A Florida Voids Judge Authorizes US Masks for Airplanes

(ST. PETERSBURG, Fla.) – A federal judge’s decision to abolish the national masking mandate has been cheered by some planes but also concerned about whether it’s time to end one of the most visible vestiges of the COVID-19 pandemic or not.

The major airlines and many of the busiest airports rushed to waive their requirements on Monday after the Transportation Security Administration announced it would not enforce the January 2021 security directive that would apply. Used for airplanes, airports, taxis and other public transport.

But the ruling still gives those entities the option to keep their mask rules intact, resulting in directives that can vary from city to city.

For example, passengers on a United Airlines flight from Houston to New York may remove a mask at the departure airport and on board the plane, but must wear it again when landing at Kennedy Airport or riding the subway.

In a 59-page lawsuit ruling, U.S. District Judge Kathryn Kimball Mizelle of Tampa said the U.S. Centers for Disease Control and Prevention exceeded its authority in issuing the initial medical order based on on the TSA directive. She also said the order was seriously flawed because the CDC did not follow proper rule-making processes.

Mizelle, an appointee of former President Donald Trump, said the only remedy was to remove the mandate for the entire country because it would not be over for only those who opposed the case. to sue.

The White House said the mask order was “not in effect at this time” and called the court’s decision disappointing.

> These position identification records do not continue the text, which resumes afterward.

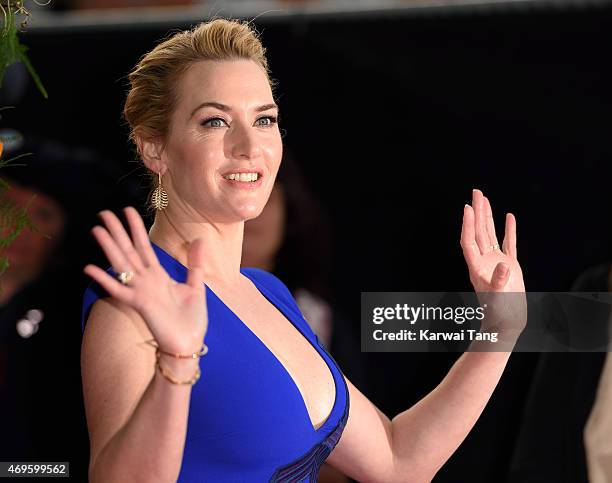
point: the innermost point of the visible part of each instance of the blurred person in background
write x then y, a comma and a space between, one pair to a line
41, 410
566, 433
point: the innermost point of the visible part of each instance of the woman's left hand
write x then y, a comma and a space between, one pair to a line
494, 270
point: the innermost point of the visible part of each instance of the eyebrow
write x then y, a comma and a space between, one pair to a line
224, 108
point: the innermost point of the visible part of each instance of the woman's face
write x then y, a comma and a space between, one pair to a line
224, 124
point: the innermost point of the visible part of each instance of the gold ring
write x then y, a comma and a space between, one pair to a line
125, 277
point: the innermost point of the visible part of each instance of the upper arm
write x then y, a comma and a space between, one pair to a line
117, 365
364, 451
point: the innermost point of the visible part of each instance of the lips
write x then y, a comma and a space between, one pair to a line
259, 171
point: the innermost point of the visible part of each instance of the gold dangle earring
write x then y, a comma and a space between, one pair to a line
159, 198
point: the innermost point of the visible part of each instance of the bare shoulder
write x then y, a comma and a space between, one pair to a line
117, 364
364, 451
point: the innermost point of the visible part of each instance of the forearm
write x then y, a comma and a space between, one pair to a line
149, 447
427, 434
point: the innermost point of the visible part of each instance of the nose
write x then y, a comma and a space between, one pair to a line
244, 142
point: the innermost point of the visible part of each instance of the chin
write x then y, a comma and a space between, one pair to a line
249, 212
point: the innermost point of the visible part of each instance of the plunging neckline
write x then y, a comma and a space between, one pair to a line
275, 303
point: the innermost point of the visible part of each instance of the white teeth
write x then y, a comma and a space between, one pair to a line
244, 177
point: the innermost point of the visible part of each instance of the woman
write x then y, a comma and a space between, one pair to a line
270, 404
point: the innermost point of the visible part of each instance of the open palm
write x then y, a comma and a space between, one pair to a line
495, 273
174, 312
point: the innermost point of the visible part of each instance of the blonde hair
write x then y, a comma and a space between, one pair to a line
152, 96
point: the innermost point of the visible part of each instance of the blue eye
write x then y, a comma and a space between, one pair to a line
273, 120
209, 120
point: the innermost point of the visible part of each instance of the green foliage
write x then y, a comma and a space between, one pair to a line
11, 49
13, 218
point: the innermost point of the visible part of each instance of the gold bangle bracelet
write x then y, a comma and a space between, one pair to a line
195, 355
170, 377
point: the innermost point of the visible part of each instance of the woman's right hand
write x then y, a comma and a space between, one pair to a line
174, 312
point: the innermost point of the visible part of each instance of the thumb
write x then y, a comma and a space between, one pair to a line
195, 263
500, 277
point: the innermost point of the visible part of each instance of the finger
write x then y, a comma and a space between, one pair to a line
111, 285
509, 245
500, 277
140, 237
482, 239
122, 239
490, 223
195, 262
471, 252
113, 253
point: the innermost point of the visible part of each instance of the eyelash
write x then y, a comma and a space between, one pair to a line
273, 120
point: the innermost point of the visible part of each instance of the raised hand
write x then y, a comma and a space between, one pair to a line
494, 270
174, 312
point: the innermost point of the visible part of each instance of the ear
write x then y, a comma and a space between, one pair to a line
151, 153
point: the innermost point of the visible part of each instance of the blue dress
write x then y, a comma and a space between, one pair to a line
247, 419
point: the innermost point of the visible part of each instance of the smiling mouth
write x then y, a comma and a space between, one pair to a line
243, 177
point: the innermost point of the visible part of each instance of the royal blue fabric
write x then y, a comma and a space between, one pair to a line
247, 419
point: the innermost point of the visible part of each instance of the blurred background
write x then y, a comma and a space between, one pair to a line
393, 111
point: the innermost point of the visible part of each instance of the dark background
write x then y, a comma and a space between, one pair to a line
394, 119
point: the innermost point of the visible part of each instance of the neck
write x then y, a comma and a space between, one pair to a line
222, 243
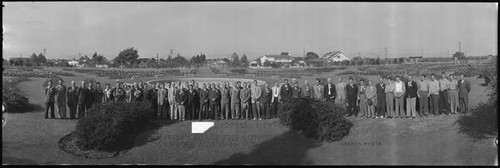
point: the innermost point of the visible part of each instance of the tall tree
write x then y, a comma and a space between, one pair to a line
128, 56
41, 59
244, 61
34, 59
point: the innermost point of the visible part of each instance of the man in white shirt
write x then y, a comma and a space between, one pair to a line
340, 88
399, 91
275, 99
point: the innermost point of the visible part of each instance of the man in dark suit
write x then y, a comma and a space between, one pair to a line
204, 103
296, 90
285, 91
190, 103
214, 95
196, 100
411, 98
235, 102
50, 93
98, 93
181, 99
89, 97
266, 101
72, 93
225, 101
81, 104
381, 111
352, 97
329, 91
463, 94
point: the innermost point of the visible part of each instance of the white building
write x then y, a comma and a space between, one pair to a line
73, 63
336, 56
282, 58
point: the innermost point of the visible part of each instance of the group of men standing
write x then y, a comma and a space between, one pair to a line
248, 100
389, 97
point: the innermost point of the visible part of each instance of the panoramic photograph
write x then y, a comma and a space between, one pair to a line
249, 83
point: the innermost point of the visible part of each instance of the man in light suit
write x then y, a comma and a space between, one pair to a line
245, 101
463, 94
318, 91
72, 93
275, 97
256, 93
235, 102
340, 88
352, 97
204, 103
266, 101
330, 91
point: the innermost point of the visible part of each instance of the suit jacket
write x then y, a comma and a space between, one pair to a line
190, 97
72, 95
332, 91
181, 97
286, 92
225, 95
235, 95
307, 91
256, 93
380, 91
98, 95
411, 91
318, 92
352, 91
214, 95
463, 88
162, 94
266, 96
82, 95
204, 99
275, 89
296, 92
245, 95
89, 96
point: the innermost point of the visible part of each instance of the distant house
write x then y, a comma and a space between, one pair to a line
73, 63
336, 56
284, 57
216, 62
102, 66
253, 64
415, 59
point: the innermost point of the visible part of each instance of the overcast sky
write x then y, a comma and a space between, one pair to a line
254, 28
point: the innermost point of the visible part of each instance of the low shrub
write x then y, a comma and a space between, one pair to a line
15, 102
111, 126
320, 120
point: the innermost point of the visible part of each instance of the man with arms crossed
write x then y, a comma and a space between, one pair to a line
423, 95
463, 93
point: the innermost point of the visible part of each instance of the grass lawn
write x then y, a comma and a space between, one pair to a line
30, 139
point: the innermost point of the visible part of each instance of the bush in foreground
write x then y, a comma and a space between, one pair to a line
322, 121
15, 102
110, 126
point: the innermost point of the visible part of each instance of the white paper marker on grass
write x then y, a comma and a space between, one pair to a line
200, 127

The Justice Department declined to comment on whether it had applied for an emergency stay to block the judge’s order. The CDC also declined to comment.

United Airlines, Delta Air Lines and Alaska Airlines were all quick to announce that they would stop requiring masks on some domestic and international flights. So do American Airlines, Southwest Airlines and JetBlue Airways.

Drowsy passengers on a Delta flight between Atlanta and Barcelona, ​​Spain, cheered, whistled and clapped as a flight attendant announced the news mid-flight over the ocean.

“No one is happier than us,” the flight attendant said in a video posted by CBS Denver reporter Dillon Thomas who was on the flight. She added that those who wish to continue wearing their masks are encouraged to do so.

“But we were ready to give up,” she added. “So thank you and happy reveal day!”

Major airports have since waived their request but sided with the CDC in recommending that people voluntarily wear masks. They include Los Angeles International Airport, the world’s fifth busiest by passenger volume, and Salt Lake City International Airport, which announced it will hand out masks to anyone who requests them.

New York City’s public transit system planned to maintain a mask requirement. The Washington Metropolitan Transportation Authority said it will make masks optional for bus and train riders.

The websites of ride-hailing companies Lyft and Uber as of Monday night still said masks were required.

The CDC recently extended the mask mandate, which was set to expire on Monday, until May 3 to give more time to study the coronavirus omicron BA.2 subvariable that is now responsible for much of it. cases in the United States. that decision is withheld.

Since the outbreak of the pandemic two years ago, many state or local governments have issued orders requiring masks to be worn in schools, restaurants, shops or other places. The rules have largely been rolled back as the deadliest, most infectious months of the pandemic have abated.

But the national rule for tourists remains in place and is arguably the most common, visible and annoying measure of its kind.

Wearing face masks on planes has sparked an online fire between those who feel they have an important role to play in protecting people and those who see it as an unnecessary inconvenience or even an exaggeration. required by the government.

Some flight attendants are cursed, even attacked by passengers who do not comply.

The lawsuit, filed in July 2021 by two plaintiffs and the Foundation for the Defense of Medical Freedom, is described by the judge’s order as a nonprofit group that “opposes laws and regulations that force individuals to submit to the management of medical products, processes and devices against their will. ”

Republicans in Congress have waged a war to kill proxies.

Florida Governor Ron DeSantis, who was not directly involved in the case but fought against numerous government requests for the coronavirus, praised the ruling.

“Both airline staff and passengers deserve this painful ending,” DeSantis tweeted.


Associated Press writers David Koenig in Dallas, Michael Balsamo and Will Weissert in Washington, and Karen Matthews in New York contributed to this story.